Setelah menundukkan kepala, siswi tersebut pun turun dari atas mimbar.
Bersama kedua anggotanya, kini mereka beranjak meninggalkan panggung lewat jalur belakang yang disusul oleh tepuk sorak dari siswa-siswi atas sambutan yang telah diberikannya.
Hanya Haruki sajalah yang dari tadi tidak begitu memperdulikan apa yang disoraki siswa-siswi itu, maupun apa yang diucapkan si Ketua OSIS. Malahan matanya kini mencoba menahan kantuk karena terlalu bosan baginya di dalam ruangan ini.
****
Setelah upacara penyambutan selesai, siswa-siswi baru pun mencari kelas mereka masing-masing.

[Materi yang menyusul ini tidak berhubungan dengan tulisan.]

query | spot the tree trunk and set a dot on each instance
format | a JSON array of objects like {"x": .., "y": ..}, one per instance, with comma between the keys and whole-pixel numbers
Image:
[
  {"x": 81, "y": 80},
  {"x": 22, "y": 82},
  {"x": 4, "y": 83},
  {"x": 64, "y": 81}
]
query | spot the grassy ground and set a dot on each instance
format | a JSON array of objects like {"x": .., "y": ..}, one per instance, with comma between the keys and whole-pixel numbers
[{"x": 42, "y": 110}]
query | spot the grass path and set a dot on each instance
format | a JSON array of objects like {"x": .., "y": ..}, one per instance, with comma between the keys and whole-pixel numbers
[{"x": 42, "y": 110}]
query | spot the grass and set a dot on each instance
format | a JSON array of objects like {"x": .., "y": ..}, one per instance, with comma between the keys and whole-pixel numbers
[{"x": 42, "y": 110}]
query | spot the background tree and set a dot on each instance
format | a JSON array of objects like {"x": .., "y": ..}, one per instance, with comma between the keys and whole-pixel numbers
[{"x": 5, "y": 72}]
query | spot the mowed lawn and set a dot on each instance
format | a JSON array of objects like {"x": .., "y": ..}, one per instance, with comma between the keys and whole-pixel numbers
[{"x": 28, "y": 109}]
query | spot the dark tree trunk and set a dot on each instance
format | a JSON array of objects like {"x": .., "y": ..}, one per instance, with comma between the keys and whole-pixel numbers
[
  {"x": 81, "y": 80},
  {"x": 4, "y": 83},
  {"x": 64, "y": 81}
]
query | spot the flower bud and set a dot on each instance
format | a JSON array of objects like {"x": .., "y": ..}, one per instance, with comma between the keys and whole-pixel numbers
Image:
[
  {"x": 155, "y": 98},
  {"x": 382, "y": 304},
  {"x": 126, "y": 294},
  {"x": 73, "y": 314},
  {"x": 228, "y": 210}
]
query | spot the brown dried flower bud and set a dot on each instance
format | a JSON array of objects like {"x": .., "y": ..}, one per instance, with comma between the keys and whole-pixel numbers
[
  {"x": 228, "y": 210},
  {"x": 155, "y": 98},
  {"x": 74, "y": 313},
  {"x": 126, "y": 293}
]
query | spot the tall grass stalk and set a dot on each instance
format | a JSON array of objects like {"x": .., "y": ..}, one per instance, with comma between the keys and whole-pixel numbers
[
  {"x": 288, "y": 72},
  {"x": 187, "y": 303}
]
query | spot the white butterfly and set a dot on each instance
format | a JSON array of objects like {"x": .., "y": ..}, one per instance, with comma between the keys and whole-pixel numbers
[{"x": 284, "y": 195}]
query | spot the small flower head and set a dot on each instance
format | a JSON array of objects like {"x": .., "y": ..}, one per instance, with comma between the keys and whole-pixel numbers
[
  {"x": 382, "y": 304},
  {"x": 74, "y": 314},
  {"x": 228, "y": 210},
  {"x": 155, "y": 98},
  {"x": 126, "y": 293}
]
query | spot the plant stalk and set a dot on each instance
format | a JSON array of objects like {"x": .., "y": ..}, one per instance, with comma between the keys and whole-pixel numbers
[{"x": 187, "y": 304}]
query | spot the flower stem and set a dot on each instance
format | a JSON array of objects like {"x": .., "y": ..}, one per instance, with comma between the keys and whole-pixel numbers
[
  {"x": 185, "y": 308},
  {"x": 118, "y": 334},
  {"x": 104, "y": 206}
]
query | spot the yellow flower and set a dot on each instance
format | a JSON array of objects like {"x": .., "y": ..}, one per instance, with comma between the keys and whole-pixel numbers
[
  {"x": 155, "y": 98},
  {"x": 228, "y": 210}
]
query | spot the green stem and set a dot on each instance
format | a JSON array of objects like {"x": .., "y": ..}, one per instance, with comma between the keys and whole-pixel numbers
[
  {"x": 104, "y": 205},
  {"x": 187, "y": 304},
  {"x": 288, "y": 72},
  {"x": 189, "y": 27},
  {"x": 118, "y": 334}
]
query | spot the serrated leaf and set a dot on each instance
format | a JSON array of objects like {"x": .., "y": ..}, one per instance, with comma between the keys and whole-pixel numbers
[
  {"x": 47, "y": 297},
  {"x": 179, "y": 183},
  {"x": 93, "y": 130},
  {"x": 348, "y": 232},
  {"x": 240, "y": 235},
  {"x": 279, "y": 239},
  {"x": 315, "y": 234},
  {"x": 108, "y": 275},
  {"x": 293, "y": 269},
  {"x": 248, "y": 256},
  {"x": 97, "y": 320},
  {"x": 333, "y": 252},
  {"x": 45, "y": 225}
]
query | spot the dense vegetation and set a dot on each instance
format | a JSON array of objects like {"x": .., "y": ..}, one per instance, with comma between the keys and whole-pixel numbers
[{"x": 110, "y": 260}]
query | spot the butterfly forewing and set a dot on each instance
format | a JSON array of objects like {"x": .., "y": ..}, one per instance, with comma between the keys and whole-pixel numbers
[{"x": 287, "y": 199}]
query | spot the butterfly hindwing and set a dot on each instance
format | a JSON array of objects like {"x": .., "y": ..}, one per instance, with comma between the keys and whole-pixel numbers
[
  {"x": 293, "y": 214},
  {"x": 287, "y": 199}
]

Di koridor kelas, tampak Haruki berjalan sambil memandangi secarik kertas yang bertulis lokal kelasnya.
"Kelas 1-F, ya?" ucap benaknya.
Klak... Klak... Klak....
Langkah kaki seorang gadis mendekat, seketika terdengar dari depan. Semakin dekat, bahkan semakin dekat membuat Haruki dengan gadis bersurai pirang tersebut akhirnya berpapasan.
Tampaknya Haruki tidak begitu memperhatikannya, malah sedari tadi pemuda ini hanya terus menatap secarik kertas yang ia pegang. Yaaa ... seperti itulah Haruki. Meskipun ada gadis cantik yang berpapasan dengannya, hal tersebut tidak akan mudah membuat Si Datar yang satu ini tertarik begitu saja dengannya.
Beberapa meter setelah berpapasan dengan gadis tersebut, kini pemuda ini merasakan sesuatu yang aneh dari dirinya.
"Eh? Perasaan apa ini?" gumamnya.
Menanggapi hal itu, Haruki langsung menolehkan wajahnya sebentar ke belakang tepatnya ke arah gadis yang semakin jauh tersebut.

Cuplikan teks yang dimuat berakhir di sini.